What Tangem avoids and the risks Tangem has

Tangem cards cannot be updated, so they avoid the firmware backdoor risk entirely.

For seed phrases, Tangem lets users choose the seed phrase route like other wallets, or the seedless route Tangem recommends. In seedless mode, the user does not get a seed phrase at all. The private key is stored inside two or three physical cards kept in separate locations. So the user cannot make the same seed phrase mistakes. Full Tangem review with setup details.
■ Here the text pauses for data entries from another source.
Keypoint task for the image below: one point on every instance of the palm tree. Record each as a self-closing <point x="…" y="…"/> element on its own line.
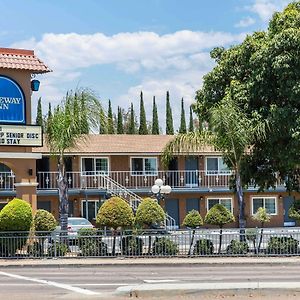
<point x="232" y="132"/>
<point x="63" y="131"/>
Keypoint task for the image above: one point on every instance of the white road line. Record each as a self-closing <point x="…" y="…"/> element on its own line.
<point x="51" y="283"/>
<point x="160" y="280"/>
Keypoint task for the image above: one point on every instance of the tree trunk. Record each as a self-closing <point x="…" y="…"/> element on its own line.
<point x="63" y="195"/>
<point x="220" y="240"/>
<point x="240" y="196"/>
<point x="192" y="242"/>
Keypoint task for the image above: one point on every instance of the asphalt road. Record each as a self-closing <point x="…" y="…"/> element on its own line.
<point x="101" y="282"/>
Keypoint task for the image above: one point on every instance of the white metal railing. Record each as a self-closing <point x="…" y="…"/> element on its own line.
<point x="176" y="179"/>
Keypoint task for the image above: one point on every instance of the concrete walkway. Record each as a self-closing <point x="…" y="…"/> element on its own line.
<point x="81" y="262"/>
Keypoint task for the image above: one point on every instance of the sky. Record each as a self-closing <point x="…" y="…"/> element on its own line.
<point x="119" y="47"/>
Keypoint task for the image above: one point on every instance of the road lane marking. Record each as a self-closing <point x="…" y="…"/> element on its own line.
<point x="51" y="283"/>
<point x="159" y="280"/>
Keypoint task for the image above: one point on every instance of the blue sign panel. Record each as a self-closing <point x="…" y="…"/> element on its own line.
<point x="12" y="102"/>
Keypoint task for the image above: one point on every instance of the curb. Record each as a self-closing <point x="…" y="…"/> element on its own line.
<point x="185" y="288"/>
But Tangem has its own risks:

  • Losing the cards: If you lose all your cards and your PIN code, you are locked out permanently.
  • Blind signing: No screen on the cards. When making transactions on the phone, the details are only shown on the phone and you have to trust they are accurate. Theoretically, if your phone is hacked, a hacker could swap the displayed address. This has never happened to any Tangem user. Very difficult to pull off, and Tangem has dedicated security features against it. But the risk exists in theory.
  • The tearing attack: Ledger's security team showed in 2025 that they found a way to brute force the PIN code with physical access to a Tangem card, eventually cracking easy 4-digit PINs in about an hour. An 8-digit PIN takes 460 days to crack. The required equipment is not something most thieves have. This risk is extremely small and avoidable with an 8-digit PIN.

The risk comparison

With seed phrase wallets like Ledger and Trezor, risk sits in two places: partly with the company (firmware issues can happen even if you do everything right; here Trezor gets credit for being fully open source so the community can validate the code), and partly with you managing the seed phrase correctly without getting scammed.

The numbers tell the story: 80 to 90 percent of user losses come from mistakes tied to how confusing seed phrases are to manage.

Tangem in seedless mode cuts out almost all of that seed phrase risk. The risk instead shifts to keeping your phone clean of viruses (which has never led to a Tangem user losing funds so far) and keeping your physical cards safe.

My conclusion

When you compare the numbers, using a Tangem wallet avoids so many user mistakes that it can be between 5 and 10 times safer than seed phrase wallets in practice, just by looking at how people actually lose crypto today.

That does not mean Ledger and Trezor are bad wallets. They are well-built and reliable. But if you are honest about where the real risks are, the seedless approach removes most of them.